YouTube troque le respect du droit d’auteur contre la publicité
Publié le jeudi 7 juin 2012YouTube troque le respect du droit d’auteur contre la publicité
YouTube autorise désormais l’utilisation de pistes protégées par le droit d’auteur dans les vidéos des utilisateurs. Mais en échange, la plate-forme va placer des publicités pour rémunérer les ayants droit. Le système n’est pas neuf et n’est pas sans évoquer une licence globale privatisée.
Depuis 2007, YouTube propose aux créateurs un programme de rémunération qui s’appuie sur les publicités AdSense. Avec ce système, chaque membre du club des partenaires et des créateurs a la possibilité de décider pour chacune de ses œuvres s’il souhaite ou non la présence d’annonces. S’il est d’accord, il reçoit une part des revenus publicitaires générés par les vidéos.
La plate-forme américaine est toutefois parfaitement consciente de l’exploitation par d’autres de contenus protégés par le droit d’auteur. Des chansons servent ainsi à sonoriser des clips amateurs, sans que ceux ayant mis au monde ces titres ne soient rémunérés. Cet usage se voit notamment dans les reprises de morceaux ou dans les clips AMV. Et ces créations ont parfois beaucoup de succès.
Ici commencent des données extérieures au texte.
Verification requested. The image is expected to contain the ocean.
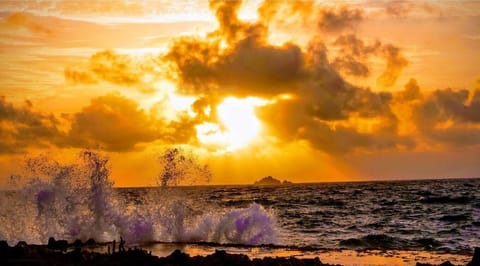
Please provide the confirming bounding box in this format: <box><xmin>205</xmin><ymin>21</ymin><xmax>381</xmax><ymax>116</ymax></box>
<box><xmin>0</xmin><ymin>175</ymin><xmax>480</xmax><ymax>253</ymax></box>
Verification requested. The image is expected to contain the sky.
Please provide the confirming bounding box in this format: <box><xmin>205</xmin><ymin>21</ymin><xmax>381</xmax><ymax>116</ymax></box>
<box><xmin>0</xmin><ymin>0</ymin><xmax>480</xmax><ymax>187</ymax></box>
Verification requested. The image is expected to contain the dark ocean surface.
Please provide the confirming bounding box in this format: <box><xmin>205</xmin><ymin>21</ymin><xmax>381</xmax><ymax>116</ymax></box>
<box><xmin>0</xmin><ymin>179</ymin><xmax>480</xmax><ymax>253</ymax></box>
<box><xmin>119</xmin><ymin>179</ymin><xmax>480</xmax><ymax>252</ymax></box>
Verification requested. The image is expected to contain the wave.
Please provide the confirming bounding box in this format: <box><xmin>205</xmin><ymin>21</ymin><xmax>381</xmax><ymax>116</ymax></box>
<box><xmin>0</xmin><ymin>150</ymin><xmax>276</xmax><ymax>245</ymax></box>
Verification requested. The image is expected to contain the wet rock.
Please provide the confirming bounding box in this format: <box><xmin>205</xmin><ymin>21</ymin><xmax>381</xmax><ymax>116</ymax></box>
<box><xmin>85</xmin><ymin>238</ymin><xmax>97</xmax><ymax>246</ymax></box>
<box><xmin>467</xmin><ymin>247</ymin><xmax>480</xmax><ymax>266</ymax></box>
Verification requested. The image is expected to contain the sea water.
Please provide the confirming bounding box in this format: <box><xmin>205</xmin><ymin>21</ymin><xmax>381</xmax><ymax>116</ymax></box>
<box><xmin>0</xmin><ymin>152</ymin><xmax>480</xmax><ymax>253</ymax></box>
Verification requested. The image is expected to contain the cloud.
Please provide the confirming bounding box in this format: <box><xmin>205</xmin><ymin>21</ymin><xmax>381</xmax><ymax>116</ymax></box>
<box><xmin>64</xmin><ymin>50</ymin><xmax>158</xmax><ymax>93</ymax></box>
<box><xmin>164</xmin><ymin>1</ymin><xmax>415</xmax><ymax>153</ymax></box>
<box><xmin>5</xmin><ymin>12</ymin><xmax>53</xmax><ymax>36</ymax></box>
<box><xmin>396</xmin><ymin>78</ymin><xmax>422</xmax><ymax>103</ymax></box>
<box><xmin>0</xmin><ymin>97</ymin><xmax>63</xmax><ymax>153</ymax></box>
<box><xmin>384</xmin><ymin>0</ymin><xmax>444</xmax><ymax>17</ymax></box>
<box><xmin>68</xmin><ymin>94</ymin><xmax>160</xmax><ymax>151</ymax></box>
<box><xmin>258</xmin><ymin>1</ymin><xmax>364</xmax><ymax>33</ymax></box>
<box><xmin>413</xmin><ymin>89</ymin><xmax>480</xmax><ymax>147</ymax></box>
<box><xmin>0</xmin><ymin>94</ymin><xmax>202</xmax><ymax>154</ymax></box>
<box><xmin>333</xmin><ymin>34</ymin><xmax>408</xmax><ymax>88</ymax></box>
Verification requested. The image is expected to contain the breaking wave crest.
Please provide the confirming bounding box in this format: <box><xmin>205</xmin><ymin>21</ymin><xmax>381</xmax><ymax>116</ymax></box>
<box><xmin>0</xmin><ymin>150</ymin><xmax>276</xmax><ymax>245</ymax></box>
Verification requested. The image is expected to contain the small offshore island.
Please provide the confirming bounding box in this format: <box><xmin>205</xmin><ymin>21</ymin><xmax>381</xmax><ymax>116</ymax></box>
<box><xmin>253</xmin><ymin>175</ymin><xmax>293</xmax><ymax>186</ymax></box>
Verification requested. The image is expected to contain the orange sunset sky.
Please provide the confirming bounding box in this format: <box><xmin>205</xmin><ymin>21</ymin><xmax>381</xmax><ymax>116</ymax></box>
<box><xmin>0</xmin><ymin>0</ymin><xmax>480</xmax><ymax>187</ymax></box>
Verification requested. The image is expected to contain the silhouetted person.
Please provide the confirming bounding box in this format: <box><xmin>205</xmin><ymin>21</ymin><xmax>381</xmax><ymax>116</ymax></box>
<box><xmin>118</xmin><ymin>236</ymin><xmax>125</xmax><ymax>252</ymax></box>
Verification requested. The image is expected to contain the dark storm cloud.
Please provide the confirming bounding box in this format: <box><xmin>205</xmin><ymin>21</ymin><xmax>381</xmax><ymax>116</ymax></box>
<box><xmin>165</xmin><ymin>1</ymin><xmax>414</xmax><ymax>153</ymax></box>
<box><xmin>0</xmin><ymin>97</ymin><xmax>63</xmax><ymax>153</ymax></box>
<box><xmin>333</xmin><ymin>34</ymin><xmax>408</xmax><ymax>87</ymax></box>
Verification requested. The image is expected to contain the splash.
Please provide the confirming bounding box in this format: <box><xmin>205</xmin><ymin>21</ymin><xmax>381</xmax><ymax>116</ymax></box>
<box><xmin>0</xmin><ymin>150</ymin><xmax>276</xmax><ymax>245</ymax></box>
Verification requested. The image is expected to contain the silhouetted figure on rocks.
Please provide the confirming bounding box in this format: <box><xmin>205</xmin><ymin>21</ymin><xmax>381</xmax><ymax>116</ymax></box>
<box><xmin>118</xmin><ymin>236</ymin><xmax>125</xmax><ymax>252</ymax></box>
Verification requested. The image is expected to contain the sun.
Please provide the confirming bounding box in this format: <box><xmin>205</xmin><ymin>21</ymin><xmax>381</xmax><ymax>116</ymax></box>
<box><xmin>196</xmin><ymin>97</ymin><xmax>267</xmax><ymax>151</ymax></box>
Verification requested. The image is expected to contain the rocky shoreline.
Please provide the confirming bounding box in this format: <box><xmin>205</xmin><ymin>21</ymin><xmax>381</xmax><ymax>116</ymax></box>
<box><xmin>0</xmin><ymin>239</ymin><xmax>480</xmax><ymax>266</ymax></box>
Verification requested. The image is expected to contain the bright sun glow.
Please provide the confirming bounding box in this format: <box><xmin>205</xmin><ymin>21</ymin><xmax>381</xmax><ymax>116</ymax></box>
<box><xmin>196</xmin><ymin>97</ymin><xmax>267</xmax><ymax>151</ymax></box>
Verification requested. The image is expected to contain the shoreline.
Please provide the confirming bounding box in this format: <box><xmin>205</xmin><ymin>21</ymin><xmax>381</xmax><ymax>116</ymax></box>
<box><xmin>0</xmin><ymin>240</ymin><xmax>480</xmax><ymax>266</ymax></box>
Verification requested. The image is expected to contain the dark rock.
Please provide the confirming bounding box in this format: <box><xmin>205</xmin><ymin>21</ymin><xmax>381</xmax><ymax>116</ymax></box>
<box><xmin>15</xmin><ymin>241</ymin><xmax>28</xmax><ymax>248</ymax></box>
<box><xmin>47</xmin><ymin>237</ymin><xmax>68</xmax><ymax>251</ymax></box>
<box><xmin>467</xmin><ymin>247</ymin><xmax>480</xmax><ymax>266</ymax></box>
<box><xmin>415</xmin><ymin>260</ymin><xmax>455</xmax><ymax>266</ymax></box>
<box><xmin>47</xmin><ymin>237</ymin><xmax>57</xmax><ymax>248</ymax></box>
<box><xmin>72</xmin><ymin>239</ymin><xmax>83</xmax><ymax>247</ymax></box>
<box><xmin>85</xmin><ymin>238</ymin><xmax>97</xmax><ymax>246</ymax></box>
<box><xmin>254</xmin><ymin>176</ymin><xmax>282</xmax><ymax>186</ymax></box>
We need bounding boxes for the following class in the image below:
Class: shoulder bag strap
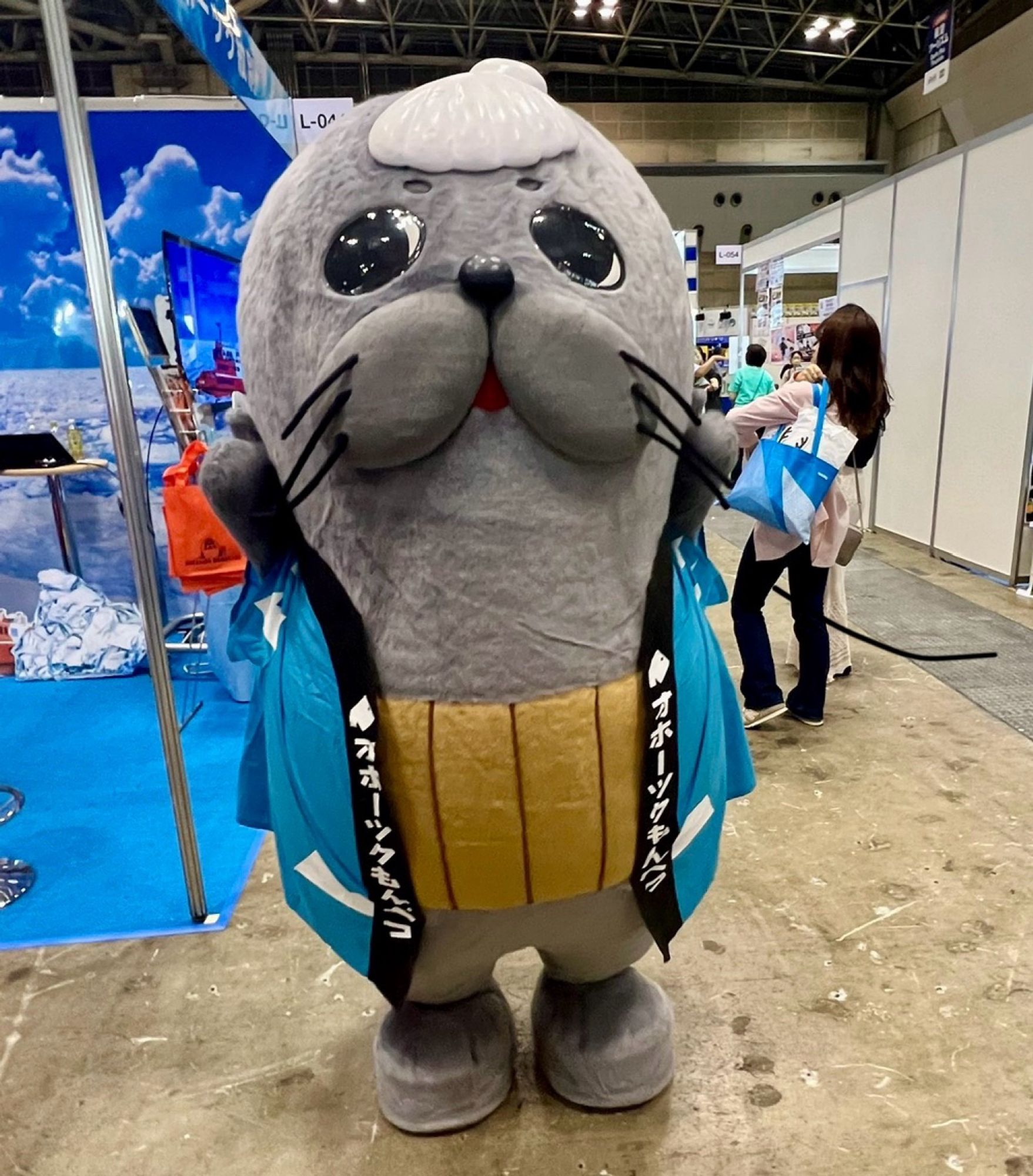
[853,466,866,530]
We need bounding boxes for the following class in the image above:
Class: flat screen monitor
[129,306,168,365]
[162,233,243,401]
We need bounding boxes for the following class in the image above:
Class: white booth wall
[744,119,1033,582]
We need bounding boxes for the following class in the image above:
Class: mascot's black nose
[459,253,513,310]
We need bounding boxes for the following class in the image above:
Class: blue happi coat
[229,537,754,1003]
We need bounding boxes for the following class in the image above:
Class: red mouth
[473,360,509,413]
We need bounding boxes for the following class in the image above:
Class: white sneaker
[743,702,790,730]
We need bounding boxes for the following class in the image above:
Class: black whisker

YouTube étant un service dont l’essentiel du contenu est fourni par les utilisateurs, il est contre-productif de supprimer les comptes des indélicats à tour de bras ou de désactiver purement et simplement la bande son. Cela risquerait de pousser de nombreux internautes à aller voir ailleurs. Mais dans le même temps, Google est pressé par les maisons de disques qui veulent voir leurs droits respectés.
Google a donc passé un accord avec plusieurs ayants droit afin de trouver une solution consensuelle. Les utilisateurs pourront utiliser des musiques dont les droits sont gérés par les majors, à condition qu’ils acceptent la diffusion de publicités au lancement de la vidéo. Les revenus générés par ces annonces seront ensuite partagés entre la firme de Mountain View et les maisons de disques.
Dans cette configuration, l’utilisateur ne touchera rien. Il n’est pas considéré comme un créatif, donc il ne peut pas profiter de la moindre somme générée par les vidéos envoyées sur le service. La seule façon de toucher de l’argent est de devenir membre du club et de suivre à la lettre les consignes édictées par la firme de Mountain View. Et celles-ci sont très strictes.
Ce mécanisme n’est toutefois pas vraiment nouveau. Dans une autre actualité, nous avions par exemple évoqué le cas de cet utilisateur ayant envoyé des vidéos de chants d’oiseaux. Or, la plate-forme l’a prévenu qu’il utilisait du contenu protégé par Rumblefish. L’infraction a été repérée par le filtre Content ID de Google, qui distingue les contenus des ayants droits.
Mais plutôt que de réclamer la suppression des vidéos qui reprennent son contenu, Rumblefish propose aux membres de YouTube d’afficher des publicités. Les revenus alors générés sont ensuite partagés entre Google et Rumblefish, au nom du paiement de la licence d’exploitation de la chanson.
Sur le plan contractuel, le système mis en place par Google est tout à fait normal. Mais sur le plan des symboles, du point de vue de l’utilisateur final, c’est différent. Le principe actuel du droit d’auteur est un régime d’autorisation préalable. Or, Google met en place un régime d’autorisation a posteriori, grâce à la publicité. D’une certaine manière, la logique du droit d’auteur n’est pas respectée.
Autrement dit, l’internaute fait ce qu’il veut sans demander à qui que ce soit pourvu qu’il accepte d’afficher de la publicité. D’une certaine manière, il s’agit là d’une forme de retour aux origines du droit d’auteur. Avant l’avènement d’Internet et du P2P, qui a changé la donne, le droit d’auteur était un droit qui régissait exclusivement les relations entre professionnels.
Les consommateurs n’étaient pas concernés et n’avaient pas à comprendre les subtilités parfois très complexes du droit de la propriété intellectuelle. En ne donnant plus à l’internaute la charge de savoir s’il viole ou non des droits, YouTube revient – pour des raisons évidemment mercantiles – à un certain bon sens. C’est d’une certaine façon la privatisation de la licence globale, en remplaçant la taxe par de la publicité.